Most parameters are duplicated to a certain degree, as many patients experienced multiple medical events.

Table 2.

Medications suspected to induce adverse drug reactions (ADRs)

Medication n (%) n = 997
Electrolytes or fluids 623 (62)
Antibiotics 569 (57)
Peptic ulcer drugs 463 (46)
Sedatives 360 (36)
Antihypertensive 302 (30)
Laxatives 254 (25)
Diuretics 221 (22)
Cardiovascular 202 (20)
NSAIDs 194 (19)
Anticoagulants 170 (17)
Antidiabetics 139 (14)
Antipsychotics 119 (12)
Dyslipidemic agents 73 (7)
Analgesics 42 (4)

NSAIDs, nonsteroidal anti‐inflammatory drugs.

3.1. Distribution of NA score and percentage of ADRs by each component

NA components 6 through 10 (response to placebo if used, evidence in blood of toxicity, dose response, similar reactions before, and other objective evidence) classified more than 95% of suspected ADRs with a specific score; in which 99.8% (n = 1576) of suspected ADRs were classified with a score 0 (do not know) for component 6, and 99.9% of suspected ADRs were classified with a score 0 (no or do not know) for component 7. Thus, components 6 through 10 did not show sufficient categorization in identifying ADRs in this cohort.

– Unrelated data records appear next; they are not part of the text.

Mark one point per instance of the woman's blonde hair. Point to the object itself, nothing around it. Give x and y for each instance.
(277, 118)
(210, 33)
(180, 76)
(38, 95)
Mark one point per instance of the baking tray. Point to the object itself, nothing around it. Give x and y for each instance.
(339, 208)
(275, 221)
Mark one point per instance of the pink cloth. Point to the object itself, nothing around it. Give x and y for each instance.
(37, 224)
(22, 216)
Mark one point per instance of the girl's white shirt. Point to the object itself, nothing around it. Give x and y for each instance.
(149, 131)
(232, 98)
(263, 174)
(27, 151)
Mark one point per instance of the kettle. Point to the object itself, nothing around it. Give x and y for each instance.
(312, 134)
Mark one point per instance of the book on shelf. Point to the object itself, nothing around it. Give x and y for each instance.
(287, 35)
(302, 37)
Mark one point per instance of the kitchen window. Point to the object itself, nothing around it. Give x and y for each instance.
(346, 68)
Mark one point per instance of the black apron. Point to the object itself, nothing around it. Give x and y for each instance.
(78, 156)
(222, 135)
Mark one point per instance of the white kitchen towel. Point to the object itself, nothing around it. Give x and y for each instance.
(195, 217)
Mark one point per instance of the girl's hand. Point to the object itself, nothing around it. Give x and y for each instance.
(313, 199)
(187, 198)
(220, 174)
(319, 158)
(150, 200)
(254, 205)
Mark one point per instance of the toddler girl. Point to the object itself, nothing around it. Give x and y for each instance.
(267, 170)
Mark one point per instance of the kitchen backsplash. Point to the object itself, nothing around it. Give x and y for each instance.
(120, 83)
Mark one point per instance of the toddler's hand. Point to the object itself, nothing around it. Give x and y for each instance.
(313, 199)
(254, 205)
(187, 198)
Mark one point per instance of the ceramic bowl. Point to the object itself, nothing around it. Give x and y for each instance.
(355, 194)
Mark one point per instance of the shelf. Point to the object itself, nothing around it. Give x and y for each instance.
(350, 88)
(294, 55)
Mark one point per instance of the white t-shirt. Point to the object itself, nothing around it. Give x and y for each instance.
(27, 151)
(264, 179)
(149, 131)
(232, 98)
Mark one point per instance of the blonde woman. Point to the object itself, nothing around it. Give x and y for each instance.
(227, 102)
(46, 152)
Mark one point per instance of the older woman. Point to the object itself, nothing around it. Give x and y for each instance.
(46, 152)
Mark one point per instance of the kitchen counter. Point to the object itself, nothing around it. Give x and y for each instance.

On the other hand, components 1 through 5 (previous conclusive report, time course, improvement after withdrawal or treatment, re‐emergence after re‐challenge, and other causative conditions of symptoms) showed good categorization in identifying ADRs from among suspected ADRs for each component; in which 64% (n = 1002) of suspected ADRs were classified with a + 1 score (yes) and 37% (n = 577) of suspected ADRs were classified with a 0 score (no or do not know) for component 1 (Table 3).

Table 3.

Distribution of the Naranjo Algorithm (NA) score for each component

Component Score
+2 +1 0 –1
1 Are there previous conclusive reports on this reaction? 1002 (64) 577 (37)
2 Did the adverse event appear after the suspected drug was administered? 1172 (74) 400 (25) 7 (0.4)
3 Did the adverse reaction improve when the drug was discontinued or a specific antagonist was administered? 322 (20) 1257 (80)
4 Did the adverse reaction reappear when the drug was readministered? 309 (20) 1040 (66) 230 (15)
5 Are there alternative causes (other than the drug) that could on their own have caused the reaction? 761 (48) 422 (27) 396 (25)
6 Did the reaction reappear when a placebo was given? 3 (0.2) 1576 (99.8) 0 (0)
7 Was the drug detected in the blood (or other fluids) in concentrations known to be toxic? 2 (0.1) 1577 (99.9)
8 Was the reaction more severe when the dose was increased or less severe when the dose was decreased? 24 (2) 1555 (98)
9 Did the patient have a similar reaction on the same or similar drugs in any previous exposure? 35 (2) 1544 (98)
10 Was the adverse event confirmed by any objective evidence? 53 (3) 1526 (97)

Data expressed as n (%).

Each NA component 1 to 5 had relatively high sensitivity or specificity for categorizing ADRs among suspected ADRs. With component 1, 86% (n = 866) of suspected ADRs were confirmed as ADRs among 1002 suspected ADRs assigned a + 1 score (Yes), and 23% (n = 131) of suspected ADRs were confirmed as ADRs among 577 suspected ADRs assigned a 0 score (No/Do not know) (Figure 2). Since the NA has a “Do not know” classification, we simply could not calculate specificity. When we classified “do not know” as “no”, the sensitivity was 0.87 and specificity was 0.77 for component 1. Similarly, the approximate sensitivity and specificity were 0.99 and 0.68, respectively, for component 2; 0.31 and 0.97, respectively, for component 3; 0.27 and 0.93, respectively, for component 4; and 0.71 and 0.91, respectively, for component 5.

Figure 2.

Figure 2

Distribution of adverse drug reactions (ADRs) by each Naranjo Algorithm (NA) component. The distribution of ADRs identified by physician reviewers for scored suspected ADRs by each NA component is shown. A total of 10 components, each consisting of 2 or 3 classifications were evaluated

3.2. Relationship between total NA score and ADRs percentage of suspected ADRs

The total NA score calculated for each suspected ADR ranged from −2 to 11. The most frequent total NA score was 0 (n=403) followed by 5 (n=280). The percentage of ADRs was 56% if the total NA score was 1, and it gradually increased to 94% if the total NA score reached 5 (Figure 3). We did not show the total NA scores of −2 and −1 since only 2 and 0 suspected ADRs, respectively, were assigned these scores.

Figure 3.

Figure 3

Relationship between the total Naranjo Algorithm (NA) score and the percentage of identified adverse drug events (ADRs) among suspected ADRs. The percentage of confirmed ADRs among suspected ADRs are expressed for each total NA score (0 through 11)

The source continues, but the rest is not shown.